Damit ist absehbar, dass die Deutsche Bahn ihren derzeitigen Marktanteil von 95 Prozent im Fernverkehr nicht halten kann. Intern rechnet man bei der Bahn auch schon damit, Fahrgäste an Italo und Flix zu verlieren. Längst hat deshalb eine politische Debatte darüber eingesetzt, wie der Markt im Fernverkehr neu geordnet wird.

© imago/Chris Emil Janßen
Bahnchefin Evelyn Palla hat davor gewarnt, dass die Fahrgäste in kleineren Großstädten und abgelegenen Regionen darunter leiden könnten, wenn sich der Wettbewerb zwischen Italo, Flix und der DB auf wenige beliebte Strecken zwischen den Metropolen konzentriert. Pallas Argument lautet, dass sich die DB defizitäre Fahrten in die Provinz mit dem ICE nicht mehr leisten kann, wenn sie auf den lukrativen Strecken Fahrtzeiten an die private Konkurrenz verliert.
Die Bahngewerkschaft EVG hat erklärt, welche Städte es treffen könnte. Demnach würden unter anderem Aachen, Augsburg, Bamberg, Chemnitz, Cottbus, Jena und Magdeburg Fernverkehrsverbindungen verlieren.
Auch Fahrgastverbände, die der Deutschen Bahn traditionell nicht nahestehen, fürchten eine abgehängte Provinz. Der ökologische Verkehrsclub VCD erklärte, er unterstütze den Wettbewerb auf der Schiene. Dieser dürfe jedoch nicht zulasten der Fahrgäste gehen. „Die Regierung muss Rosinenpickerei verhindern.“
Regulierung über die Schienenmaut
Erstmals hat nun Verkehrsminister Patrick Schnieder (CDU) zu erkennen gegeben, dass er auf die veränderte Marktsituation reagieren will. Er sagte am Mittwoch der dpa, er wolle nicht, dass sich ein Unternehmen nur lukrative Strecken raussuche und damit viel Geld verdiene – während es an anderen Stellen im Netz und in der Verbindung ein Problem gebe.

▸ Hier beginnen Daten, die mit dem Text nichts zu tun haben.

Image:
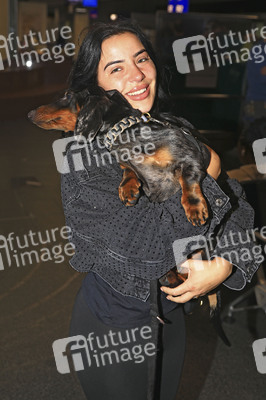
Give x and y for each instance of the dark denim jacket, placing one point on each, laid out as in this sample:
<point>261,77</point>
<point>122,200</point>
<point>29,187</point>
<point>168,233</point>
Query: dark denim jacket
<point>129,246</point>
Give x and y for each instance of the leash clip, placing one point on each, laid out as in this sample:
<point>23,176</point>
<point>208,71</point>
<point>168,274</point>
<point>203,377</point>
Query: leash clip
<point>160,320</point>
<point>146,117</point>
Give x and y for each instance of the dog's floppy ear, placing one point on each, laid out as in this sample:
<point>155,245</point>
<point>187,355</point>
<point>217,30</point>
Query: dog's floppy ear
<point>60,115</point>
<point>90,119</point>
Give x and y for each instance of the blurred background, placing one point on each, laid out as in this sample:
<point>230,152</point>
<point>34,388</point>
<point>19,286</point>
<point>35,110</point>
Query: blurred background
<point>227,104</point>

„Wir können für bestimmte Strecken Anreize setzen, indem wir zum Beispiel Trassenpreise unterschiedlich ausgestalten.“ Attraktive Verbindungen wie Berlin–München könnten demnach höher bepreist werden, Fahrten zu weniger lukrativen Zielen würden günstiger. Trassenpreise sind eine Art Schienenmaut, die jedes Bahnunternehmen für die Nutzung der von ihm gewünschten Strecken zahlen muss. Eine Reform der Trassenpreise möchte das Verkehrsministerium im kommenden Herbst umsetzen.
Die Entscheidung über die Trassenvergabe will Schnieder hingegen der Bundesnetzagentur überlassen. Die Bonner Behörde hat die Branche und die Politik in dieser Woche zu Stellungnahmen aufgefordert. In wenigen Tagen will sie dann bekanntgeben, wie genau die InfraGO die begehrten Fahrtzeiten in Deutschlands vielerorts überlastetem Bahnnetz künftig verteilen soll.

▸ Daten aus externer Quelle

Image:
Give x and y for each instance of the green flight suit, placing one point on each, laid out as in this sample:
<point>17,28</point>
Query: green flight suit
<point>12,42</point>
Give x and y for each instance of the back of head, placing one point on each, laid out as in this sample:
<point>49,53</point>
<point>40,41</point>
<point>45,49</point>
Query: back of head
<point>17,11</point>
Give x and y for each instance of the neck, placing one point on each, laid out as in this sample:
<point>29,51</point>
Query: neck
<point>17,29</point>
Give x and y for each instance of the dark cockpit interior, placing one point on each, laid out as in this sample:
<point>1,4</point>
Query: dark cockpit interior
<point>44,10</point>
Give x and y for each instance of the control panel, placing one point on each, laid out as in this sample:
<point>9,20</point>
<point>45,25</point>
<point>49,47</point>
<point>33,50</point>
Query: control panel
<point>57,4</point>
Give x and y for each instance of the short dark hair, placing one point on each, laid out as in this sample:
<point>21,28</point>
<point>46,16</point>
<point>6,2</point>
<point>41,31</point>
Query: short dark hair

Der Bahnpolitiker der Grünen, Matthias Gastel, kritisiert in seiner Stellungnahme, dass sich Schnieder in diesen Prozess nicht mehr einmischt. Das Schreiben liegt dem Tagesspiegel vor. Um zu verhindern, dass abgelegene Großstädte wie Jena abgehängt werden, kann sich demnach auch Gastel eine Steuerung über die Trassenpreise vorstellen.

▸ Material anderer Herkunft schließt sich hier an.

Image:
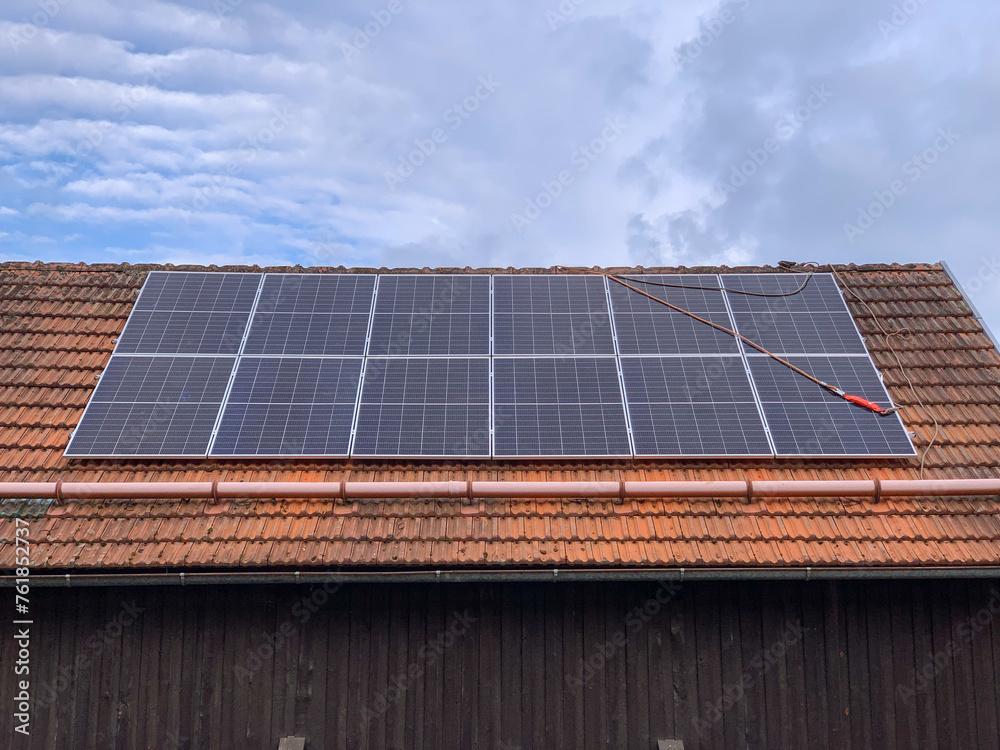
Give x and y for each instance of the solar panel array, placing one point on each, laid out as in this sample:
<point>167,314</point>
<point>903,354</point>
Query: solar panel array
<point>479,366</point>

Daneben kommt für ihn aber auch in Betracht, dass der Bund die Fahrten im Fernverkehr (ähnlich wie bereits heute im Nahverkehr) künftig vergibt und die Anbieter dabei zwingt, neben attraktiven Verbindungen zwischen den Metropolen auch Fahrten in abgelegene Großstädte anzubieten. Es sei jedoch klar, „dass eine weitergehende Regulierung wie die Vergabe von Fernverkehrslinien durch den Bund gesetzliche Anpassungen benötigt“, betont Gastel. Mit einem Antrag im Bundestag haben die Grünen die Bundesregierung zuletzt aufgefordert, Schritte in diese Richtung zu unternehmen und das Angebot im Fernverkehr stärker zu steuern.